The crew will set out from Vaughan, north of Toronto, on Canada Day and head east through Quebec and the Maritimes before skipping over the Atlantic via Greenland and Iceland. They’ll head through Europe and Russia and end with a cross-Canada tour that will finish at the Bell plant in Montreal in mid to late August.

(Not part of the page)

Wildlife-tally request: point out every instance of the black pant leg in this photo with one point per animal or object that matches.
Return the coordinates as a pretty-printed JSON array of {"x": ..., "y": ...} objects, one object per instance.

The flight will cover almost 38,000 kilometres with 103 stops in 14 countries. It will raise money for True Patriot Love Foundation, which helps veterans and families, and Southlake Regional Health Centre Foundation.

$23,000 Raised For Instructor

Kristen Ursel is recovering from injuries suffered in a training accident.

A GoFundMe campaign launched two weeks ago to benefit an injured Victoria flight instructor has reached almost a quarter of its goal.

The online fundraiser for Kristen Ursel totalled $23,000 by Wednesday with a goal of $100,000.

Ursel, a single mother who is an instructor with the Victoria Flying Club, was paralyzed in a training accident in Duncan in January. Ursel was trapped in the Cessna 172 for two hours after it went down just off the runway. Her student was able to climb out of the wreck.

Ursel’s neck was broken and she now has only limited use of her hands and arms. She is recovering at G.F. Strong Rehabilitation Centre in Vancouver and hopes to return to aviation in some capacity.

Medical insurance is covering her direct expenses but she will need money to cover other expenses not covered by the insurance.

Breitling Launches DC-3 Tour

Breitling DC-3 will be in Toronto in August.

An iconic DC-3 will become the oldest aircraft to fly around the world this year and it will make a stop in Toronto

Breitling’s DC-3 is 77 years old and took off from Geneva March 9, the 77th anniversary of its first flight.

The aircraft will be in Toronto Aug. 16-17 after going through Europe, the Middle East and Asia.

It will cross the Pacific for an extended tour of the U.S. before heading through Toronto on its way back to Europe.

On board the flight is a Navitimer time piece that will be sold in the fall along with a certificate signed by the flight crew.

The aircraft was delivered to American Airlines in 1940 and spent most of its life in North America. It was bought by Francisco Agullo and a group of friends, with help from Breitling. It was restored to pristine condition and has been used as a promotional vehicle by the Swiss chronometer company since.